Approaches to Measuring Quality Improvement in Public Health Series: Assessment, Measurement, and Monitoring
February 26, 2020

Hello, and welcome to the fourth installment in our “Approaches to Measuring Quality Improvement in Public Health” series! While quality improvement principles have traditionally been implemented in clinical settings, this series is focused on unpacking a measurement framework to apply a  Q.I model/ lens to public health, systems-level work. In our most recent post, we focused on the Augmenting MCH Capacity piece of the framework.  The post highlighted the Wisconsin Adolescent and Young Adult Behavioral Health (AYA BH) CoIIN team’s efforts to support improved primary care provider’s capacity for caring for their patient’s emotional well-being through promotion the state’s child psychiatry consultation program.

For today’s entry, we’ll be honing in on the Assessment, Measurement, and Monitoring piece of the QI framework.  This domain emphasizes the importance of assessing the current landscape of efforts across the state focused on AYA emotional well-being as well as creating a defined measurement plan to inform intervention and monitor outcomes.  Read on to learn how Vermont’s AYA BH CoIIN has operationalized this tenant of the framework.
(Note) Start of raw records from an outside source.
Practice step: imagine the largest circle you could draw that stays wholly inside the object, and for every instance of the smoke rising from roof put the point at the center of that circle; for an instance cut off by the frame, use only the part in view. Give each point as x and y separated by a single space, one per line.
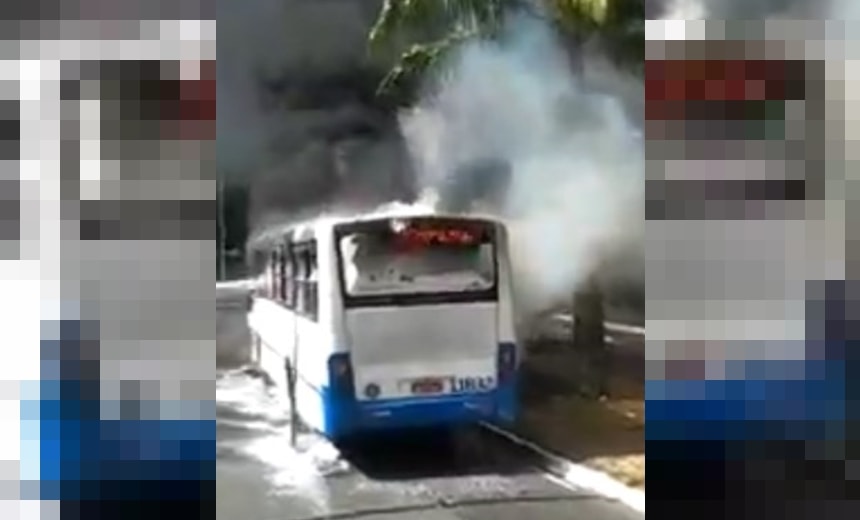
575 158
297 118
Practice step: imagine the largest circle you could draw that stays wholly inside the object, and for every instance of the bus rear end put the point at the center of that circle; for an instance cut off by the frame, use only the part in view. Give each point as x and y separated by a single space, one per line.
428 323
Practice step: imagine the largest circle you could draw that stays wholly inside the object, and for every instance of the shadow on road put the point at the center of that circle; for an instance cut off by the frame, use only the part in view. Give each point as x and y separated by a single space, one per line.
434 453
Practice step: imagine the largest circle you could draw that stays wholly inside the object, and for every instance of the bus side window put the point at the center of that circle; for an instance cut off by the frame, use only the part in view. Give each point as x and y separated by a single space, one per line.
300 255
290 279
282 273
313 283
271 286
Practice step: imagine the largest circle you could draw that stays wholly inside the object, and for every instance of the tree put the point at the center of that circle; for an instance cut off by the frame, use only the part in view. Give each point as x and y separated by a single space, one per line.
430 29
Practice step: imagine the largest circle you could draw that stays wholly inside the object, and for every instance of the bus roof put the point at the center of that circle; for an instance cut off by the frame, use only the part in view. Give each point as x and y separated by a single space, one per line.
324 224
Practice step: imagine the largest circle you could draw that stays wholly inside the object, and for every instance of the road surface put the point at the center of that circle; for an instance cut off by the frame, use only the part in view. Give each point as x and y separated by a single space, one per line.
427 477
467 476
Assessment, Measurement, and Monitoring of Adolescent and Young Adult Emotional Well-Being in Vermont
By: Sally Kerschner, RN, MSN–Coordinator of MCH Injury Prevention, Vermont Department of Health


Vermont has spent much of its initial CoIIN efforts in the assessing the current landscape of existing mental health integration efforts across the state. In creating this inventory, the team realized that several projects and programs have been intentionally developed over recent years by many partners, all with a goal of achieving comprehensive and best practice screening processes in a variety of practice settings.

Below is a partial list of key projects or initiatives in Vermont:

This assessment of existing efforts and the resulting inventory has illuminated the need to partner with, or at the very least, coordinate with these varying programs in order to avoid duplication of efforts.  It is important to be intentional in avoiding duplication to avoid creating skepticism among front-line practitioners and inefficiencies in implementation. Moving forward, a key strategy is to assist our Department of Health and Department of Mental Health state agency leaders in coordinating these various efforts by developing better routine communications channels to be aware of the progress of each initiative.
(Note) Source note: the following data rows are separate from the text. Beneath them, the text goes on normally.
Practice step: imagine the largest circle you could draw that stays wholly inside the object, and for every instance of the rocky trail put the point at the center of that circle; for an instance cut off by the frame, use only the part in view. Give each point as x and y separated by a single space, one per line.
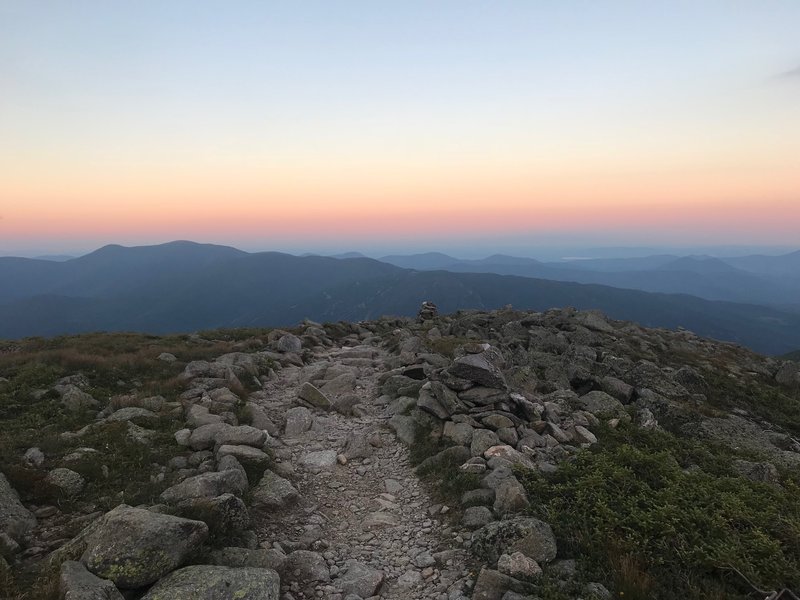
281 468
361 505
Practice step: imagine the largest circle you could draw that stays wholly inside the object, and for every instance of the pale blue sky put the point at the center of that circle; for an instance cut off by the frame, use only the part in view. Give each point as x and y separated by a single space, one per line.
97 92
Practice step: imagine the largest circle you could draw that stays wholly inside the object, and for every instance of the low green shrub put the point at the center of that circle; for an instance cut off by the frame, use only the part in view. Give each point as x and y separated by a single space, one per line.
661 518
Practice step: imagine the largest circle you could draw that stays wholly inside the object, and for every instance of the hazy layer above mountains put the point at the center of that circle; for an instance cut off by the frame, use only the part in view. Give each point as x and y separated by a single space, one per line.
759 279
183 286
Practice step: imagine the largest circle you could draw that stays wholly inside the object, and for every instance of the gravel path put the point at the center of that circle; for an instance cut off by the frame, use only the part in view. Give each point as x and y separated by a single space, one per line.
373 509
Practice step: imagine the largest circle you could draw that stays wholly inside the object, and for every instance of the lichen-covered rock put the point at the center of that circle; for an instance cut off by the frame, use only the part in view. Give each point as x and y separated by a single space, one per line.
518 565
76 583
134 547
206 485
480 368
67 481
298 420
15 519
211 582
493 585
224 514
532 537
205 436
602 405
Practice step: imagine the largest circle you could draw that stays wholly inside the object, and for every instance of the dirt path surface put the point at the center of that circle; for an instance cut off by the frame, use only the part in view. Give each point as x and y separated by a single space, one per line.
372 509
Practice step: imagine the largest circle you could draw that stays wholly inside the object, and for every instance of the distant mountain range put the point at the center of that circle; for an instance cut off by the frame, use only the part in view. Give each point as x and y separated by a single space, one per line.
184 286
769 280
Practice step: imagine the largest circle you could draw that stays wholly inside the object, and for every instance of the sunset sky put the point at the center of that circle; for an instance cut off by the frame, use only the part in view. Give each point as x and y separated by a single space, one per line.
413 125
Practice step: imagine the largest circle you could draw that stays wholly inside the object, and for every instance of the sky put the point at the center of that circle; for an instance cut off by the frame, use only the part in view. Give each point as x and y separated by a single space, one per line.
392 126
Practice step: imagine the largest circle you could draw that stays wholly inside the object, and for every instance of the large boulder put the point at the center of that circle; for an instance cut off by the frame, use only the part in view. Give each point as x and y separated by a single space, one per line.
15 519
298 420
67 481
789 375
211 582
305 567
246 455
134 547
206 485
274 492
205 436
321 460
404 427
482 368
449 457
532 537
602 405
76 583
74 399
289 343
242 435
224 514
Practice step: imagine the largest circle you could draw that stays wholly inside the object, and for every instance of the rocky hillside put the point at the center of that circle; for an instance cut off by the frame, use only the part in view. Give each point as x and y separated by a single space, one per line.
500 455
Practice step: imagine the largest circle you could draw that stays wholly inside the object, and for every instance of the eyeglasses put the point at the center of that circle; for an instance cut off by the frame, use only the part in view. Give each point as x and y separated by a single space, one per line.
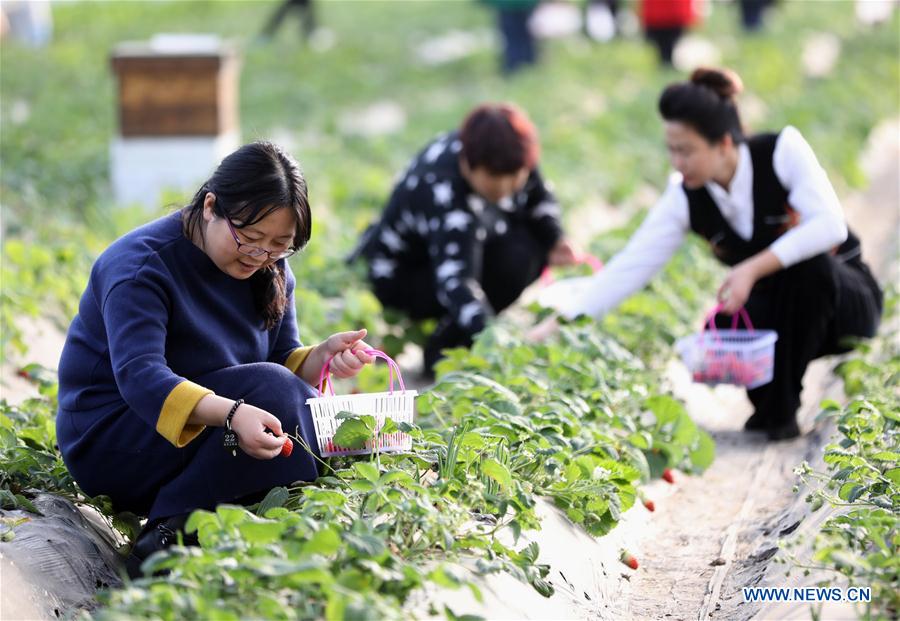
256 251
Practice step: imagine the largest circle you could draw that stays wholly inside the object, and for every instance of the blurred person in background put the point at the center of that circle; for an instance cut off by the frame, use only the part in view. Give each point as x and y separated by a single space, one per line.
664 22
753 12
304 11
31 21
519 44
469 225
769 212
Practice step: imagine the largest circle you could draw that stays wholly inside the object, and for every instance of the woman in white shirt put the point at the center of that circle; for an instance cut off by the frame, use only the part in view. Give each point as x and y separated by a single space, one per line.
768 210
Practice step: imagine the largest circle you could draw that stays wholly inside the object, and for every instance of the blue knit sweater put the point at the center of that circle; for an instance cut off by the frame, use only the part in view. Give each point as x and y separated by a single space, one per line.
158 313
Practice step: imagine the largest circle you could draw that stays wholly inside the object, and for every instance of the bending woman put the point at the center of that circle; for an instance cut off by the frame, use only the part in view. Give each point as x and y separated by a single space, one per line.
188 321
768 211
469 225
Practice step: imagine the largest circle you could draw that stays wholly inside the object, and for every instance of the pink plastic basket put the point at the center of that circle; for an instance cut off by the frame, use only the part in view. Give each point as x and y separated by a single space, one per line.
398 405
740 357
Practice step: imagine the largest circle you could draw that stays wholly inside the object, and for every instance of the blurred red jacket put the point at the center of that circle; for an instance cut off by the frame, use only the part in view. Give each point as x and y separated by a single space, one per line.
669 13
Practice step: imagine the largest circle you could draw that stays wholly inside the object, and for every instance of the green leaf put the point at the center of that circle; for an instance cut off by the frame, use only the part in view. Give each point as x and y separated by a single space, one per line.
353 434
850 491
496 471
325 542
665 409
366 470
893 475
262 532
276 497
705 452
886 456
396 476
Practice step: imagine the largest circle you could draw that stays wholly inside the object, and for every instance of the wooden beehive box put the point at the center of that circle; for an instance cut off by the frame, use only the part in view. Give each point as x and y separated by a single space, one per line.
176 85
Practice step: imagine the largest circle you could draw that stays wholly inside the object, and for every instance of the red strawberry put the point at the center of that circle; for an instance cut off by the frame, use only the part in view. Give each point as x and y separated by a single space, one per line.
287 448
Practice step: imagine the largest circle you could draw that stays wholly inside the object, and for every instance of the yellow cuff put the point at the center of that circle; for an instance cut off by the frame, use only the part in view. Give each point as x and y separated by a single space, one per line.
297 357
177 408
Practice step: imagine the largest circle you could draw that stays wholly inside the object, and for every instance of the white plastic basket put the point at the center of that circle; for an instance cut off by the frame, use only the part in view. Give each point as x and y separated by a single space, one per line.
741 357
397 405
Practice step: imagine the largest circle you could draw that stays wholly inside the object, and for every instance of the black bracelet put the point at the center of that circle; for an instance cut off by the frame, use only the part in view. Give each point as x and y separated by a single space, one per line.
230 439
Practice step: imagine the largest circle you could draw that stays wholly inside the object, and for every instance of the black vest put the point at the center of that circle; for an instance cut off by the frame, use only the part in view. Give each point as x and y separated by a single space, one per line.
772 215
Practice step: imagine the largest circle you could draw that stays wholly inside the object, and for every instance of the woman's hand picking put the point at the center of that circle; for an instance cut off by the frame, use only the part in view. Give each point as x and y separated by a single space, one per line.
348 350
250 424
563 253
735 291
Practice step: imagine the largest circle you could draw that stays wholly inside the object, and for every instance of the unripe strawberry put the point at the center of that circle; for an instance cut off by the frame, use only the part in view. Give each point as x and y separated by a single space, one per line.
628 560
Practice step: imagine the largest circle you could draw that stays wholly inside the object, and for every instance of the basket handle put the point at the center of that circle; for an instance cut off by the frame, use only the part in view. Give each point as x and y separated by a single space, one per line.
710 323
581 259
325 373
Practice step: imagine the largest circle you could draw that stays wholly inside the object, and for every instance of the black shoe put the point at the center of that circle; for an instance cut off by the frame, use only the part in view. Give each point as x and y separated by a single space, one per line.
755 423
155 537
785 431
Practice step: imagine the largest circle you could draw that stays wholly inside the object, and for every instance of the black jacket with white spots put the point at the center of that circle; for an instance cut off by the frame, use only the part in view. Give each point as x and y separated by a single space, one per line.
435 219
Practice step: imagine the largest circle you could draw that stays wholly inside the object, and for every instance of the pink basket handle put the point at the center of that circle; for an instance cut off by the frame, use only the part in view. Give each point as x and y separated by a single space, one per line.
710 324
325 373
582 259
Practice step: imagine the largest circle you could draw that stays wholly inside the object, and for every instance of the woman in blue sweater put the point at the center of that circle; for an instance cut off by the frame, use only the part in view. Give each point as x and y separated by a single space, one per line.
186 323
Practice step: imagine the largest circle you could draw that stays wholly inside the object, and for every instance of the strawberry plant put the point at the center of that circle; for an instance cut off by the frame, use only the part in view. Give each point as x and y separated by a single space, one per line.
861 540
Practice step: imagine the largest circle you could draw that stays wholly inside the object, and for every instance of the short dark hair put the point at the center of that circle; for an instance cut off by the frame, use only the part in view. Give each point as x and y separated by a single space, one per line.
500 138
249 184
707 103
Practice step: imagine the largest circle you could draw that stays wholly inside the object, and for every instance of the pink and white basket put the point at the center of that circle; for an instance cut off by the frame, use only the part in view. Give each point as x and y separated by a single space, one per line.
741 357
397 405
Measurement and Monitoring

Vermont’s CoIIN is working to augment and complement several other programs and initiatives to address upstream youth mental health and wellness, including suicide prevention. Vermont does not have dedicated injury or suicide prevention funds, however, we work to integrate public health interventions into our existing capacity. In order to anchor the key public health issue of youth suicide prevention in our work, we incorporated key measures into our MCH Title V Grant planning. The following priority needs are reflected in Vermont’s current state action plan and will be revised after the Title V 2020 Needs Assessment process: 

PriorityYouth choose healthy behaviors and thrive

State Performance Measure: Percent of adolescents that feel they matter to people in their community

Supporting Objectives:

  • By 2020, increase awareness among health care providers of the importance of annual preventive health visits for adolescents to 75%.
  • By 2020, increase awareness among parents/ caregivers and patients (adolescents) on the importance of preventive health visits for adolescents to 75%
  • By 2020, increase access to preventive health visits in medical homes and school-based health centers by 20%

Strategies to Meet Objectives:

  • Partner with pediatric primary care practices to increase both access to and quality of well care visits for the adolescent and young adult.
  • Provide TA and strategies to school nurses to facilitate connections between schools and medical homes.
  • Strengthen partnerships with Vermont’s ACOs to leverage opportunities to focus on improving adolescent well-care visits. 
Priority: Children live in safe and supported communities 

State Performance Measure: Percent of high school students who made a plan to attempt suicide in the past 12 months (measured using the Vermont’s Youth Risk Behavior Survey)

Supporting Objective: By 2023, increase the percentage of youth and adults screened for suicidality in the primary care setting by 25%.  

Strategies to Meet Objectives:

  • In partnership with the Vermont Child Health Improvement Program, collect and report on quality improvement data from pediatric practices on depression screening. MCH Leadership supports the AYA CoIIN for systems improvement in screening youth for depression and other factors that may lead to suicidality.
  • Support presence of Umatter Youth and Young Adults Mental Health Wellness Promotion and Community Action in 10 schools statewide.